Graphic Design professor scores top marks at recent national bodybuilding competition
During recovery from a traumatic brain injury, Miranda Pollock stumbled on what would not only be a sustained hobby, but a relentless passion. From Duluth, Minn., Pollock is a new graphic design professor at Pacific University. In her short time here, she has already used her expertise to completely overhaul Pacific’s graphic design major.
Pollock went to school in Duluth, where she received her Bachelor of Fine Arts in studio arts and her Master of Arts in graphic design. Pollock worked at many universities throughout the Midwest, including many four-year public and private schools and a few community colleges. When Pollock moved to the Forest Grove area, she received a job offer from Pacific University and became the newest addition to our media arts department just last year.
Following a severe flip-and-roll car accident in 2012 in which she was a passenger, Pollock had to relearn to walk and talk. Pollock received two years of speech therapy, a year of physical therapy, cognitive therapy, and vision therapy after suffering from traumatic brain injuries, complex PTSD, and loss of limb control.
Once she regained enough cognitive function, Pollock embarked on a journey to regain her strength. Starting with five-pound dumbbells, she discovered how it felt to grow stronger, and she fell in love. “Lifting weights was not part of my therapy, but was my own method of self-healing, garnering strength to help with my mental and emotional health and recovery,” she said.
Over the next few years, Pollock would get stronger, training more and more often. Still, it wasn’t until she acquired a new teaching job at a university with a high-quality weight room that she truly developed a passion for bodybuilding.

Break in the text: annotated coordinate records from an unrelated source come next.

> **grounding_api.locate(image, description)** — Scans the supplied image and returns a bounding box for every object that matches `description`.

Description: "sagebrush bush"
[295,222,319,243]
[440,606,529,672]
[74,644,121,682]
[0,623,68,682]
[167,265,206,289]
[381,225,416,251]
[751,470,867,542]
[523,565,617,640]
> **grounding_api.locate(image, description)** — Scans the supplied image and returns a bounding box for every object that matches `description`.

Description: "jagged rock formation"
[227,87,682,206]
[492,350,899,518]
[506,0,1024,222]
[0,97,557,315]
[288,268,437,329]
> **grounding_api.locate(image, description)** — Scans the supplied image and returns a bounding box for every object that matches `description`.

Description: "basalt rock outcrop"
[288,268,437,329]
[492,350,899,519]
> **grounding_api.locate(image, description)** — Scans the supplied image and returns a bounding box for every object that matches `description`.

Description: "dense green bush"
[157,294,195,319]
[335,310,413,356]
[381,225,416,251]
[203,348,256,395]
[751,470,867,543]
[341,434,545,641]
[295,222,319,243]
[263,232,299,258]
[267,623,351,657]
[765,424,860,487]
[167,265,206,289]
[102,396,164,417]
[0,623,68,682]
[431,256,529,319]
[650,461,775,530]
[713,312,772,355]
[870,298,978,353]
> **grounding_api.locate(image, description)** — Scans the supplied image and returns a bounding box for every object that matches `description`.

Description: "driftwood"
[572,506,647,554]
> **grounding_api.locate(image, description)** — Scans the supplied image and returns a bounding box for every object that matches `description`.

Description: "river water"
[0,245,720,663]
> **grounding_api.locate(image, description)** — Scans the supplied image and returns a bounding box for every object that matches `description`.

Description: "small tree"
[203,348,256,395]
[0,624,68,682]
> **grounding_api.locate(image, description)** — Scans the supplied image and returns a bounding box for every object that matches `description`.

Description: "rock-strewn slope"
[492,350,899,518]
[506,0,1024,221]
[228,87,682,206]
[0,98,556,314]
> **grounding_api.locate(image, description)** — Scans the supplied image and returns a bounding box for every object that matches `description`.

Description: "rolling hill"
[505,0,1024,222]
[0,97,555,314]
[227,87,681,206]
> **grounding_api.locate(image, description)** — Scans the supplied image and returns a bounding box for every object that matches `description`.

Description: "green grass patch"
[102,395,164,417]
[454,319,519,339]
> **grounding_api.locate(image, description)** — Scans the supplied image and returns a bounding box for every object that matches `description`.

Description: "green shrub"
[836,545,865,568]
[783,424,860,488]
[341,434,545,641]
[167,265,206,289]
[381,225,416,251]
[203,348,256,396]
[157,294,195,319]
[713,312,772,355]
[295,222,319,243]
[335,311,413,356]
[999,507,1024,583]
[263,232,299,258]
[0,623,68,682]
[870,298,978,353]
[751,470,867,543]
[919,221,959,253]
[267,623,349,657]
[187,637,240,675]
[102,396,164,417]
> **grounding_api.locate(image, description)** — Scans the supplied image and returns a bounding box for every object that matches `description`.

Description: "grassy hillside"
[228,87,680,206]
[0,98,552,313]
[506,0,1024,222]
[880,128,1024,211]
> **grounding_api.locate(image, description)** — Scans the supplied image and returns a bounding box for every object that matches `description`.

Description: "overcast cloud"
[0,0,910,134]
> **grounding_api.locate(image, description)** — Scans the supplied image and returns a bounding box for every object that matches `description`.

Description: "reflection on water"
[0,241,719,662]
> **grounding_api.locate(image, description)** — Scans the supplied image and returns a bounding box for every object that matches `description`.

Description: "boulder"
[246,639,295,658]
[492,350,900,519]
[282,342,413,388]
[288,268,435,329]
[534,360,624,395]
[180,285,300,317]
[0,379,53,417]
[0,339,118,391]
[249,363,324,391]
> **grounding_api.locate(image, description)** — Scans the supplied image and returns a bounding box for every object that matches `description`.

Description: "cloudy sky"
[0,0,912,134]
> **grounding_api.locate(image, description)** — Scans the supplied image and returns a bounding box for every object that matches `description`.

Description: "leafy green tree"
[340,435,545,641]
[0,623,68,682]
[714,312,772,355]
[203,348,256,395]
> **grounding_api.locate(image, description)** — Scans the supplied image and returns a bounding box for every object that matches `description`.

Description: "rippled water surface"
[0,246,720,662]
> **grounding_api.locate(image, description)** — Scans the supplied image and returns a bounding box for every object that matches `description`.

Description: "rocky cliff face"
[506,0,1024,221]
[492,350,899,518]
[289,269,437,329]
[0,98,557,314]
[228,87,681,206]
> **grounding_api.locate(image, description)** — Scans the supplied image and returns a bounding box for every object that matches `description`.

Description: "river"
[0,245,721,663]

Pollock attended her first bodybuilding show in 2019. She took a few years off during the Coronavirus lockdown to finish her PhD in psychology, and then returned to the stage in 2022. Throughout the years since, Pollock has competed regularly honing her physique while getting increasingly greater results in competition. All her rigorous training came to fruition when last November, Pollock placed first in her height and age class and second overall at a regional competition in Auburn, Washington. Although it was an incredible accomplishment, it wasn’t the last rung on Pollock’s ladder of domination; winning this regional competition had qualified her to attend and compete in the NPC (National Physique Committee) North American Championships. This is the largest amateur bodybuilding competition in the continental US, with hundreds of competitors, and the largest one Pollock has taken part in.
This being her first national show, Pollock didn’t know what to expect. “Going into it, because I didn’t know what I was going to be seeing, I didn’t know the quality of the athletes: their muscle maturity and everything. I was hoping for a top five finish and first callout, but no expectations because you don’t know who’s going to show up. It’s really about me seeing that I’m better than I was last time I competed.” Pollock shares. Wishes coming true, Pollock placed fourth and sixth in the 50-plus and 45-plus master divisions, respectively. Pollock was also a part of the first callouts: When there is a large number of competitors, and the judges call up a select few to judge that they deem to have the best physiques, a significant compliment and accomplishment.
Pollock takes great pride in teaching and bodybuilding. She carries the creative and informative side of teaching into the gym and transmutes the methodical, practical science of bodybuilding into her teaching and scheduling in her everyday life. “I think it’s very important, as people, to have activities that we’re passionate about that can help us in other places. It’s important for us to have other interests because they help us as creatives and as people who design.”